If you are asking solely about data structure, the two data formats that you have given are essentially the same. Each row represents a PPI, so in a network a line (edge) will link the proteins (nodes) given in columns one and two. Column three is an edge score, but it can indicate a few things, confidence in the interaction or strength of the interaction. Your network will for a single central node with 5 nodes linked to it in a wheel shape.
PPI networks may also be represented in Proteomics Standards Initiative Molecular Interaction XML Format. This provides a controlled vocabulary for programmatic access to data.
The choice of data structure, there are many, is yours but simple formats (as above) are often sufficient. It is important to be mindful of the meaning of the network, are the PPIs directional? Do you have estimates of interaction (edge) confidence? Do you have estimates of interaction (edge) strength?
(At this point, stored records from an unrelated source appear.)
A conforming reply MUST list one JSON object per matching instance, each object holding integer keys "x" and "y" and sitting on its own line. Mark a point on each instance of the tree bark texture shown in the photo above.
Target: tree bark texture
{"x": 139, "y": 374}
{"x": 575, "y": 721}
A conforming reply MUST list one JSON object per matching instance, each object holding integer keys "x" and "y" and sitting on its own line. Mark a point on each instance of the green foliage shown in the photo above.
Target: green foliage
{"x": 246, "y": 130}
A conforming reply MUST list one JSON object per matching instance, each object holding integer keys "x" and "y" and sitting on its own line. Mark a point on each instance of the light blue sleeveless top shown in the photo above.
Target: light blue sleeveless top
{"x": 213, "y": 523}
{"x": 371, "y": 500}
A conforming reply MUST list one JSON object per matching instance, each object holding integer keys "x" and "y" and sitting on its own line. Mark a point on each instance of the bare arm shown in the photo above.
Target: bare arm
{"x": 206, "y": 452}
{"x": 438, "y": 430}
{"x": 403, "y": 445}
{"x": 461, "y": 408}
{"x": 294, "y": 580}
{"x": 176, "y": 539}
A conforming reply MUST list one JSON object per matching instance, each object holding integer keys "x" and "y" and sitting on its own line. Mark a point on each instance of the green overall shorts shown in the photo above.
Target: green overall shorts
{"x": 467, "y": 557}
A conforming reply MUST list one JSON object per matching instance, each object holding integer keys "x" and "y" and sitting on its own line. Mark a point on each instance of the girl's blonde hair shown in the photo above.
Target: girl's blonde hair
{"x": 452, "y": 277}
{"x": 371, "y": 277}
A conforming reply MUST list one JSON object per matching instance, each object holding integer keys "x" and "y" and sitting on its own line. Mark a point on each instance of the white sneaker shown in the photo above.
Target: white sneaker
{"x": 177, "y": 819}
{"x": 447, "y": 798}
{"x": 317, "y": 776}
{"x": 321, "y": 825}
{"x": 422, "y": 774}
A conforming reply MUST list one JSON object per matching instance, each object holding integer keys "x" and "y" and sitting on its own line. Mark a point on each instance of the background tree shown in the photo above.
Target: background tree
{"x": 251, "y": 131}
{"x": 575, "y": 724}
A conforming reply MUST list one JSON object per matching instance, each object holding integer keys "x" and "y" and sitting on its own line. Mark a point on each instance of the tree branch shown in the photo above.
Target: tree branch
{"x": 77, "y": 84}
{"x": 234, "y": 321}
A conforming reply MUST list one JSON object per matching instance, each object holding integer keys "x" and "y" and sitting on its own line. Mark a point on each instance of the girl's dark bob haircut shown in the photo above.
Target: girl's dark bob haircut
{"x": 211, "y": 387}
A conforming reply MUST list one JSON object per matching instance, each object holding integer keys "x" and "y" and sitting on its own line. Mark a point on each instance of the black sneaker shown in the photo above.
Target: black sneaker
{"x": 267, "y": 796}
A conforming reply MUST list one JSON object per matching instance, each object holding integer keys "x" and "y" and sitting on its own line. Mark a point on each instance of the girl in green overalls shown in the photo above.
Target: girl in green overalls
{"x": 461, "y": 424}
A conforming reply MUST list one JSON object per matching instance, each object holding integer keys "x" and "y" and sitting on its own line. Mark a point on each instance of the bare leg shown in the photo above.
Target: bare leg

Cytoscape will allow you to visualise a protein-protein interaction network (PPI) such as the two that you have given. The Bioconductor project provides a number of options for the visualisation and analysis of PPI networks in R.
If you want to create or build a PPI network from a single protein or list of proteins then Cytoscape, and possibly plugins such as Genemania, can also do that.
String is also useful for building PPI networks. The developers have focussed on a wide-range of species and their data export options will allow you to see the same network in a variety of data formats.